Novel Therapy for Multiple Mitochondrial Diseases Now in Clinical Trials
Edison Pharmaceuticals is actively engaged in a number of phase 2 clinical trials investigating their drug candidate EPI-743 in a variety of mitochondrial respiratory chain diseases. The studies range from the more general “EPI-743 for Mitochondrial Respiratory Chain Diseases” to the more specific “Phase 2 Study of EPI-743 in Children With Pearson Syndrome,” “EPI-743 in Friedreich’s Ataxia Point Mutations,” and “Safety and Efficacy Study of EPI-743 in Children With Leigh Syndrome.”
According to the company website, “Edison Pharmaceuticals is dedicated to developing treatments for mitochondrial disease.” It has two drug candidates in its pipeline, the more advanced of which is EPI-743. It is an orally administered drug that is active in the brain to regulate enzymes that are a part of energy metabolism.
When used to treat thirteen children and one adult who were in end-of-life care due to a genetically-confirmed mitochnodrial disease, EPI-743 improved clinical symptoms in eleven patients by the end of the thirteen weeks of treatment. As reported by “Initial Experience in the Treatment of Inherited Mitochondrial Disease with EPI-743,” which was published in 2012 in Molecular Genetics and Metabolism, “EPI-743 has modified disease progression in >90% of patients in this open-label study as assessed by clinical, quality-of-life, and non-invasive brain imaging parameters.”
The United States Food and Drug Administration took note of the positive impact EPI-743 has on patients with mitochondrial disease. In March 2014, the FDA granted fast track status for the development of the pharmaceutical to treat Friedreich’s ataxia, and in June 2014 the FDA granted orphan status to the pharmaceutical to treat Leigh Syndrome. These designations make it possible for the current clinical trials to seek lower enrollment numbers and to receive faster interaction between the company and the FDA.
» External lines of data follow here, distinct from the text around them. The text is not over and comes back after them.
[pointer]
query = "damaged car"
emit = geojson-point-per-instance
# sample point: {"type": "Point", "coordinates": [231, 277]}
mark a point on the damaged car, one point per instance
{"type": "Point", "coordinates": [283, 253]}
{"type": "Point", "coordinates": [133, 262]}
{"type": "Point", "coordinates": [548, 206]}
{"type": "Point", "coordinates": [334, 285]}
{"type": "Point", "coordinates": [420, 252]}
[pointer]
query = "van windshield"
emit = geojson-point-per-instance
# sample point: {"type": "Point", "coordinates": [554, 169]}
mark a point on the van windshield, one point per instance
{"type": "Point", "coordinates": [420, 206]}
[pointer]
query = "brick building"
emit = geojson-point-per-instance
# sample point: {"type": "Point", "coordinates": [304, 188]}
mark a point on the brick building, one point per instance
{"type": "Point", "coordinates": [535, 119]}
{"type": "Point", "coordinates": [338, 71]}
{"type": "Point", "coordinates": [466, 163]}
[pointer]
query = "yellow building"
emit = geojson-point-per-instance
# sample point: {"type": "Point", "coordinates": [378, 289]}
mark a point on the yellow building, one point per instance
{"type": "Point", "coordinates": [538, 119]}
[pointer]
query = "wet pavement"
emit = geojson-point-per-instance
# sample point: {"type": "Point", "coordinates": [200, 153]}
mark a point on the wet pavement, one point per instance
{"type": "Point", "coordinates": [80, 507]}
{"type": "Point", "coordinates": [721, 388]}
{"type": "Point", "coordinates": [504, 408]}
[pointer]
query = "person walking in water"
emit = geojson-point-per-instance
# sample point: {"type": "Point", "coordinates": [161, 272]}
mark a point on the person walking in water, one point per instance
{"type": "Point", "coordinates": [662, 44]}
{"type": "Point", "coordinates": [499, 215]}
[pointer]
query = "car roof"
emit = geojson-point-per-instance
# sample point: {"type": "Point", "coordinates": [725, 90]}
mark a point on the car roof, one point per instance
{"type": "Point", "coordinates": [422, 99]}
The design of the currently ongoing trial entitled “EPI-743 for Mitochondrial Respiratory Chain Diseases” involves 87 participants who are all receiving EPI-743 (the trial is not randomized or placebo-controlled). Similar to the previous study, the patients treated in this study are within 90 days of end-of-life care, and patients one year of age and older were accepted to participate.
Primary outcomes of the trial include change in neuromuscular function over the course of thirteen weeks of treatment, adverse events, and change in Newcastle Pediatric Mitochondrial Disease Score. A secondary measure will require serial blood samples to measure the pharmacokinetics of EPI-743 after escalating doses are administered. If the study is on schedule, the treatment period should have ended in December 2014. Results may soon be expected for this trial.